The fund was founded on 12 February 1719 as a "begrafenisbos" or funeral insurance firm. The old name was "Begrafenisbos De Vrijwillige Liefdebeurs", with the motto "In Alles Ghetrou" (faithful in everything). This is the name that is on the facade of the building, which was designed in 1870–1871 by the Haarlem architect Adrianus van der Steur (1836–1899). The company was first located at the neighboring building, Korte Begijnestraat 16. After an argument with the neighbour, a baker whose oven "made the meetings of the society overheated", the company decided to solve the mutual problem between the neighbour and the fund by buying the neighbour's house. That house was bought and then renovated to create the current building. The building is currently located between the Schuur and the Hofje van Bakenes. On occasion of the 300th anniversary of the firm, the Haarlem Opera staged an opera, named De Liefdesbeurs, dedicated to the firm.

==Fund and building==
The board of the fund consisted of 10 to 15 citizens of Haarlem. They were volunteers.

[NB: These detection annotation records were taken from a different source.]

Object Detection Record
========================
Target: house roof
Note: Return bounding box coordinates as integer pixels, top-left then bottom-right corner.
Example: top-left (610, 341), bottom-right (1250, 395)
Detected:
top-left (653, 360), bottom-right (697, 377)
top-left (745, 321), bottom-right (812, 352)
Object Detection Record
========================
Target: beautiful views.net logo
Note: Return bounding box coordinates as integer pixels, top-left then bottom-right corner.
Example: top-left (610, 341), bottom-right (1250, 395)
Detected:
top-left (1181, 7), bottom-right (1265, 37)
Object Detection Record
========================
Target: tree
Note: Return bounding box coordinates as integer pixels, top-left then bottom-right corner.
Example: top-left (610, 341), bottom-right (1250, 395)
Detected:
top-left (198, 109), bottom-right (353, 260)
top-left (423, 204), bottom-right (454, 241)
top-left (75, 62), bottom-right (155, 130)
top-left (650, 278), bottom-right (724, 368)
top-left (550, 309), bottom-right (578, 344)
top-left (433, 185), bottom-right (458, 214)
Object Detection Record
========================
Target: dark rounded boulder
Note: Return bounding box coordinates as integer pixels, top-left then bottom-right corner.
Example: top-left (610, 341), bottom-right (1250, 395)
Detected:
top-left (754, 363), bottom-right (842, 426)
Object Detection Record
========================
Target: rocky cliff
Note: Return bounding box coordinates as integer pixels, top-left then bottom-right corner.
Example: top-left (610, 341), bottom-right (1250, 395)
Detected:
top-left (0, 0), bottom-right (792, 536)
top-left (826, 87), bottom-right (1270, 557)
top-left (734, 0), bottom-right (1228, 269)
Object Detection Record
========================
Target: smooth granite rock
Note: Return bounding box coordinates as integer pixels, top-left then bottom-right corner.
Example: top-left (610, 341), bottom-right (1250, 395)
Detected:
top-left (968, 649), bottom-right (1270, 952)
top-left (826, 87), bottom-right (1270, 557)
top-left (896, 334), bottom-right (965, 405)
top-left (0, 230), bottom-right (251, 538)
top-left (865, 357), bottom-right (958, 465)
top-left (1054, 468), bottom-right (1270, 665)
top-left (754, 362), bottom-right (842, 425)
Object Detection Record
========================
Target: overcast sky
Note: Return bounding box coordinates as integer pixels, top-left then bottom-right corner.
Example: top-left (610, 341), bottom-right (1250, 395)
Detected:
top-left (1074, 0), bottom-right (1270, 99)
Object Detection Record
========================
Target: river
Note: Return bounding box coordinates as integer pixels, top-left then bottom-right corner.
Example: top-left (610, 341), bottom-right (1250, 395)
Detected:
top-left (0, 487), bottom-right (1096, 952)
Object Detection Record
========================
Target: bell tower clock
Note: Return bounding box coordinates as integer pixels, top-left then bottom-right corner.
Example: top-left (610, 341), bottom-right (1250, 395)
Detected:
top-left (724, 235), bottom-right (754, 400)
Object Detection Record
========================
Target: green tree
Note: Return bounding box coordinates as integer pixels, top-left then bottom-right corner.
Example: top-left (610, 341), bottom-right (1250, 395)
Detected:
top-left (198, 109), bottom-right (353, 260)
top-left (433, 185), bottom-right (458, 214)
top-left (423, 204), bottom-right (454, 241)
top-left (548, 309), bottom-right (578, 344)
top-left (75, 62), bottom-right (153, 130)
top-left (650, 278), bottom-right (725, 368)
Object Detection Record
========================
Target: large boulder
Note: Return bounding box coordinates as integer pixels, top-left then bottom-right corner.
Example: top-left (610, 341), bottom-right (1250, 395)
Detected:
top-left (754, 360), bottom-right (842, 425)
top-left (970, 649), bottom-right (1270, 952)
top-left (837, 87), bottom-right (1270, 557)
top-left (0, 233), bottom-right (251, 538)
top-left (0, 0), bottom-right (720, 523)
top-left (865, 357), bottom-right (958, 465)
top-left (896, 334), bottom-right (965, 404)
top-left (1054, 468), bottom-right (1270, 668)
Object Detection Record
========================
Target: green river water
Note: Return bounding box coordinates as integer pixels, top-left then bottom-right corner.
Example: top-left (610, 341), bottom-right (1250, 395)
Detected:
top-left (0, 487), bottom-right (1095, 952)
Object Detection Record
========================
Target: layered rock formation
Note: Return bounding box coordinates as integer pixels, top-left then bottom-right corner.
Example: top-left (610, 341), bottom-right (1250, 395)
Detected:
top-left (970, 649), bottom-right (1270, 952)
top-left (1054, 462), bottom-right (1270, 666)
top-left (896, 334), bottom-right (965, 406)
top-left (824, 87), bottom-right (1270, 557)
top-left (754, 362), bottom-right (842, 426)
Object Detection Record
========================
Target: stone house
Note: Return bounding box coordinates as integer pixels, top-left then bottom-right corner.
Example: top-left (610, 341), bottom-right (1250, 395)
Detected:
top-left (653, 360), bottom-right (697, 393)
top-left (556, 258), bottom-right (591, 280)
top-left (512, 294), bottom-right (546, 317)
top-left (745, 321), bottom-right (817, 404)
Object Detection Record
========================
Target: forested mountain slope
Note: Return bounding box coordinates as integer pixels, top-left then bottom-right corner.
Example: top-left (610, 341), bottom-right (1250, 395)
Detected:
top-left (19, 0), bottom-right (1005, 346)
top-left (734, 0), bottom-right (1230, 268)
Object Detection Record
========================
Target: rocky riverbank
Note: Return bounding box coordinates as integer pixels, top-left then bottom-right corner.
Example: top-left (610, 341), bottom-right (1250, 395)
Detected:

The office of the fund was open every Friday evening from 19:00 to 22:00. Originally the board would meet on Sunday afternoon, after going to church, but in 1935 Friday evening was chosen. The fund served as a full-fledged funeral insurance firm and the company was in very good financial shape. For the fact that the building is a good example of the oeuvre of A. van der Steur, as well as the fact that the company operated over 300 years under the same charter for which it was formed, both numbers 14 and 16 have rijksmonument status. In October 2025 its closure was announced. The main reason was that compliance costs were getting too heavy for a small, independent insurance company. Dutch insurance company A.S.R. announced the takeover of 2200 clients with a portfolio totalling 9 million Euros.